1) Les tentatives visant à définir l’ordre public en droit international privé :

Compte tenu du caractère flou de la notion d’ordre public international, il est impossible d’établir une liste exhaustive et limitative des hypothèses de mise en action. De plus les conceptions et valeurs fondamentales de la société française sont en perpétuelle évolution. Ce qui est prohibé un jour comme étant inconciliable avec l’ordre public sera admis demain [1].

Dans le même contexte, le législateur Algérien a évoqué la question de l’ordre public dans les relations internationales privées, dans le Code civil, étant donné que «  la loi étrangère, en vertu des articles précédents, n’est pas applicable si elle est contraire à l’ordre public ou aux bonnes mœurs en Algérie, ou s’il est prouvé qu’elle n’est devenue compétente que par suite d’une fraude à la loi  » [2].

Alors même si une loi étrangère doit régir le litige présenté devant la juridiction compétente, disons Algérienne, après le plein respect de ce que la règle de conflit dicte au juge national, et que cette règle confirme la compétence de ladite loi ; cela n’implique pas forcément l’application immédiate de ses règles juridiques matérielles.
En pratique, l’histoire du droit international privé montre que les tribunaux n’hésitent pas à refuser l’application de la loi étrangère désignée par la règle de conflit des lois, chaque fois que la loi étrangère parait trop incompatible avec les solutions différentes de la loi nationale du juge saisi.
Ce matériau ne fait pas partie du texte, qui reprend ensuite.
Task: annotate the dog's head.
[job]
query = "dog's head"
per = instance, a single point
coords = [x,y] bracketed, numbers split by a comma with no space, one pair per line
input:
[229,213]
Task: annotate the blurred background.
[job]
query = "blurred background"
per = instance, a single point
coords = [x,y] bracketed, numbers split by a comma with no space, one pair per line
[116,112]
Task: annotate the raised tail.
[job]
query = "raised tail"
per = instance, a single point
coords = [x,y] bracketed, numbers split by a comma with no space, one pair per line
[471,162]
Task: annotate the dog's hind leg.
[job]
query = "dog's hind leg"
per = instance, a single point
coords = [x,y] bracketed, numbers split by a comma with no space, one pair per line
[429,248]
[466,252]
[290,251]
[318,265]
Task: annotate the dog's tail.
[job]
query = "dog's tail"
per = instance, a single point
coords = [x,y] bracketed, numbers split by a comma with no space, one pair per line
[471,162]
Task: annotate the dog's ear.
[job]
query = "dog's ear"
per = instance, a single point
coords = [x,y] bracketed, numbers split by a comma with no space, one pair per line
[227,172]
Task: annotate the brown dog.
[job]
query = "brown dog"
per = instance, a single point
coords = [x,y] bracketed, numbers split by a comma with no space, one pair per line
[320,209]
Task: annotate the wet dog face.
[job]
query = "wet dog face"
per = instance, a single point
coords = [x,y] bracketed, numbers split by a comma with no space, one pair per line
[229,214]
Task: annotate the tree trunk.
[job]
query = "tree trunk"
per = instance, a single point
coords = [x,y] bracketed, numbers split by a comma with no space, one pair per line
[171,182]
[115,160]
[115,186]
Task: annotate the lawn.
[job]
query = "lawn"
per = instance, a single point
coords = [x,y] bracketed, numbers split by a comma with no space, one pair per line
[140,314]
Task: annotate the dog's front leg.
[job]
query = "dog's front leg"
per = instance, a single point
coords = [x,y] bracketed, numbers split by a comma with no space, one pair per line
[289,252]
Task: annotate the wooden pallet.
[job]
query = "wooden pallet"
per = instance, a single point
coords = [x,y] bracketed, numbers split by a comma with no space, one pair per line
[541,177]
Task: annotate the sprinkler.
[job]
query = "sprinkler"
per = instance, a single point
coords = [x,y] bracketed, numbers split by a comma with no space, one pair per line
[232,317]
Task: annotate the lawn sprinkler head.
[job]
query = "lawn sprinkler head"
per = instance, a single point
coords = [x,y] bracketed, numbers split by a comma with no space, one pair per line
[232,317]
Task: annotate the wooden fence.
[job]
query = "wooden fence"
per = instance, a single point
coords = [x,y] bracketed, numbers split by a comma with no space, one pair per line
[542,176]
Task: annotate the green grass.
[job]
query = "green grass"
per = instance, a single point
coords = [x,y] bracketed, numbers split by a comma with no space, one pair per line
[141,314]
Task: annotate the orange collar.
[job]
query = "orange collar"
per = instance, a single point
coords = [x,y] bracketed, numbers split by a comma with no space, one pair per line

En droit international privé, cet incident est connu sous le terme d’exception d’ordre public : il appartient au tribunal d’apprécier si les effets de l’application concrète du droit matériel étranger désigné par la règle de conflits des lois sont acceptables au regard de conceptions essentielles propres à la société à laquelle le juge saisi appartient [3].

En d’autres termes, l’acceptation du renvoi par le juge national saisi en vue des règles de conflit de loi du for, peut se confirmer non seulement pour trouver une solution au litige, mais aussi pour qualifier ce dernier.
A titre d’exemple, le législateur Algérien permet au juge national compétent de soumettre au contenu des règles du droit matériel de la loi étrangère, au sujet des conceptions juridiques non reconnues dans la loi du for, telles que : la séparation de corps, et l’adoption des enfants, comme suit :
« La dissolution du mariage et la séparation de corps sont soumises à la loi nationale de l’époux, au moment de l’acte introductif d’instance » [4].
« Les effets du recueil légal (kafala ) sont soumis à la loi nationale du titulaire du droit de recueil (kafil).
L’adoption est soumise aux mêmes dispositions
 » [5].
Dans sa conception originaire, l’ordre public est consacré à la sauvegarde des principes fondamentaux du droit du for. Le problème de définition de l’ordre public international n’a jamais été résolu et ne le sera jamais. Mais il existe une convergence sur l’essentiel, nonobstant le fait que les tentatives pour l’exprimer ne vont guère plus loin que d’évoquer des principes essentiels, des règles fondamentales ou des concepts similaires [6].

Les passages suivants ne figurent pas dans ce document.